I am working on a project and have fleshed out this class but I am not passing my test cases. Here is the implementation of my B-tree class:
class BTree:
def __init__(self, M: int, L: int):
self.M = M
self.L = L
self.root_addr: Address = DISK.new()
DISK.write(self.root_addr, BTreeNode(self.root_addr, None, None, True))
def _find_leaf(self, key: KT) -> Address:
current_addr = self.root_addr
while True:
node = DISK.read(current_addr)
if node.is_leaf:
return current_addr
idx = node.find_idx(key)
if idx < len(node.keys) and node.keys[idx] == key:
idx += 1
current_addr = node.children_addrs[idx]
def insert(self, key: KT, value: VT) -> None:
leaf_addr = self._find_leaf(key)
leaf = DISK.read(leaf_addr)
leaf.insert_data(key, value)
if len(leaf.keys) > self.M - 1:
self._split_node(leaf_addr)
DISK.write(leaf_addr, leaf)
def _split_node(self, node_addr: Address) -> None:
node = DISK.read(node_addr)
middle_index = len(node.keys) // 2
middle_key = node.keys[middle_index]
left_node = BTreeNode(DISK.new(), node.parent_addr, None, node.is_leaf)
right_node = BTreeNode(DISK.new(), node.parent_addr, None, node.is_leaf)
left_node.keys = node.keys[:middle_index]
right_node.keys = node.keys[middle_index + 1:]
if node.is_leaf:
left_node.data = node.data[:middle_index]
right_node.data = node.data[middle_index + 1:]
else:
left_node.children_addrs = node.children_addrs[:middle_index + 1]
right_node.children_addrs = node.children_addrs[middle_index + 1:]
DISK.write(left_node.my_addr, left_node)
DISK.write(right_node.my_addr, right_node)
if node.parent_addr is not None:
parent = DISK.read(node.parent_addr)
insert_index = parent.find_idx(middle_key)
parent.keys.insert(insert_index, middle_key)
parent.children_addrs[insert_index] = left_node.my_addr
parent.children_addrs.insert(insert_index + 1, right_node.my_addr)
DISK.write(node.parent_addr, parent)
else:
new_root = BTreeNode(DISK.new(), None, None, False)
new_root.keys = [middle_key]
new_root.children_addrs = [left_node.my_addr, right_node.my_addr]

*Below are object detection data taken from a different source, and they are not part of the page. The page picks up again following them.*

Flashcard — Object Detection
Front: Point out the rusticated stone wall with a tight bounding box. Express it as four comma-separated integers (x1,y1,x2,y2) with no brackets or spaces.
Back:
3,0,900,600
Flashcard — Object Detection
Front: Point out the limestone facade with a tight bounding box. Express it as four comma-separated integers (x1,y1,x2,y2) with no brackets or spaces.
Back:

self.root_addr = new_root.my_addr
DISK.write(new_root.my_addr, new_root)
def find(self, key: KT) -> Optional[VT]:
current_addr = self.root_addr
while True:
node = DISK.read(current_addr)
idx = node.find_idx(key)
if node.is_leaf:
if idx < len(node.keys) and node.keys[idx] == key:
return node.data[idx]
return None
else:
if idx < len(node.keys) and node.keys[idx] == key:
idx += 1
current_addr = node.children_addrs[idx]
Here is the tests that are failing:
def btree_properties_recurse(root_node_addr, node, M, L):
assert sorted(node.keys) == node.keys # Keys should remain sorted so that a binary search is possible
if node.is_leaf:
# Leaf node general properties
assert len(node.children_addrs) == 0
assert len(node.keys) == len(node.data)
assert len(node.data) <= L
else:
# Non-leaf node general properties
assert len(node.data) == 0
assert len(node.keys) == len(node.children_addrs) - 1
assert len(node.children_addrs) <= M
if node.my_addr == root_node_addr:
# Root node properties
assert node.parent_addr is None
assert node.index_in_parent is None
if not node.is_leaf:
assert len(node.children_addrs) >= 2
else:
# Non-root node properties
assert node.parent_addr is not None
assert node.index_in_parent is not None
if node.is_leaf:
assert len(node.data) >= (L+1)//2
else:
assert len(node.children_addrs) >= (M+1)//2
# Run the assertions on all children
for child_addr in node.children_addrs:
btree_properties_recurse(root_node_addr, DISK.read(child_addr), M, L)
def test_btree_properties_even() -> None:
M = 6
L = 6
btree = BTree(M, L)
for i in range(100):
btree.insert(i, str(i))
for i in range(0, -100, -1):
btree.insert(i, str(i))
root_addr = btree.root_addr
btree_properties_recurse(root_addr, DISK.read(root_addr), M, L)
The tests are fairly generic and my implementation is not working as intended. I have tried to understand with assert statements that I have since removed. Any guidance is welcome, my tests do run, but the assertions are always wrong. I believe my _split_node function is incorrect.